There is One area of interest in the Atlantic Basin.
Bertha (Tropical Storm)
The Center of T.S. Bertha is located 200 miles East of Cape Hatteras, NC and is centered at 34.8N & 71.9W. There are max sustained winds of 60mph and a Min central pressure of 1006mb (29.71'"). This system is moving NNE (025) at about 22mph.
There are NO coastal Watches or Warnings in effect associated with Bertha.
After Satellite and Current Obs analysis, there is a very disorganized appearance on Satellite this afternoon.
Overnight Bertha began to move into an environment that is not conducive for development. In fact, the storm remains under the influence of a stationary front over the Atlantic Coastline. As the storm continues to move NNE and draws closer the stationary front, vertical shear is taking its toll on the structure of the Bertha. This is displacing deep convection to the East of the LLC (Low Level Circulation).
It is possible that due to the expected increase of shear, we will see Bertha ripped apart and lose most of the convection associated with it. This doesn't happen too often but it's not unheard of. If this happens the storm will continue to produce high winds, choppy surf and significant wave heights even after thunderstorm & shower activity dies off.
The system is forecast to merge with the front and fizzle out. During the next 36 hours we should see Bertha become post tropical.

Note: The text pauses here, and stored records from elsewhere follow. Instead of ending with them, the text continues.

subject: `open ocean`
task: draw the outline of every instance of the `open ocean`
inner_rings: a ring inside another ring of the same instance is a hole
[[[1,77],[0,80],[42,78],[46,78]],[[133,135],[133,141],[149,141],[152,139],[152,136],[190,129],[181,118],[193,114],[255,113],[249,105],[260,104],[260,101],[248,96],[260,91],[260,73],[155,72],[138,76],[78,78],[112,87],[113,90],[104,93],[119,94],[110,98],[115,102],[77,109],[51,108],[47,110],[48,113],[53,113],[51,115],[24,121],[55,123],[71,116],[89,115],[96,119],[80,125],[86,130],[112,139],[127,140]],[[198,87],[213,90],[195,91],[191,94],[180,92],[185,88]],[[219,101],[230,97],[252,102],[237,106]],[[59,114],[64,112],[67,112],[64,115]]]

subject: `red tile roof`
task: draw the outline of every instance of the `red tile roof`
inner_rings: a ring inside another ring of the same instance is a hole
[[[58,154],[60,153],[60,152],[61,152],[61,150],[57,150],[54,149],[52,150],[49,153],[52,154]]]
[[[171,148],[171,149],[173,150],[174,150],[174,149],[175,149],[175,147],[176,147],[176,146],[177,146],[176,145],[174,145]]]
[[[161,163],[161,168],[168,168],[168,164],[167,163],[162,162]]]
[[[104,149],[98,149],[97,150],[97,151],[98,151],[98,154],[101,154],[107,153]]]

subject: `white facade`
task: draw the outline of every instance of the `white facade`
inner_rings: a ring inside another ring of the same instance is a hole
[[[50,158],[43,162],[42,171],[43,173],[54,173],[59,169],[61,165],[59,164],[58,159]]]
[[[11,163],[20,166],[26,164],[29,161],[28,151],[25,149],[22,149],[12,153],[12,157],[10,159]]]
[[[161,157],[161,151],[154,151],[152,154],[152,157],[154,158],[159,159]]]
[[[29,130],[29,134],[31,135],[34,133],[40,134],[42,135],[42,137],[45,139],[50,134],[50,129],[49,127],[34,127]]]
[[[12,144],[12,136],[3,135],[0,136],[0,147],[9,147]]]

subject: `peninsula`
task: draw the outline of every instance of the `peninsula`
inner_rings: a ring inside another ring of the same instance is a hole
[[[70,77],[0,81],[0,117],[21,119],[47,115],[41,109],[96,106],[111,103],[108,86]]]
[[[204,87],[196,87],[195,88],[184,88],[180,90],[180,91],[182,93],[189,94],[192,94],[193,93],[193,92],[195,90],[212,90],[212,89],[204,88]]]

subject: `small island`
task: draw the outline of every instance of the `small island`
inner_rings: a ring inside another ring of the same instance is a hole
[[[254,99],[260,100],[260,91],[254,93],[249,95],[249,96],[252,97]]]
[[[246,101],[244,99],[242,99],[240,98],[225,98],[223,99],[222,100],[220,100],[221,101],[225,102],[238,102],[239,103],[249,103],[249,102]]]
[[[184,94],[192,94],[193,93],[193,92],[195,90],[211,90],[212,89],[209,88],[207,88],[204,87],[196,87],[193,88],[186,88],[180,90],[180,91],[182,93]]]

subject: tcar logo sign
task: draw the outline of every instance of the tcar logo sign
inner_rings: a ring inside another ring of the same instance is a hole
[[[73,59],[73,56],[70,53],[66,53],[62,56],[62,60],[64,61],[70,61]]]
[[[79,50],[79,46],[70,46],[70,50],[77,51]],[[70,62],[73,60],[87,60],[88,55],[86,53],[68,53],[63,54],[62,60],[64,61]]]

Bertha is moving NNE and a turn to he NE & ENE is expected during the next 48 hours as the forward speed increases.
A slow weakening is expected during the next 48 hours.
Swells generated by Bertha will continue to affect portions of the coasts of North & South Carolina today and tonight. These swells are likely to cause life threatening surf & rip current conditions.
Elsewhere, tropical development is not expected during the next 5 days.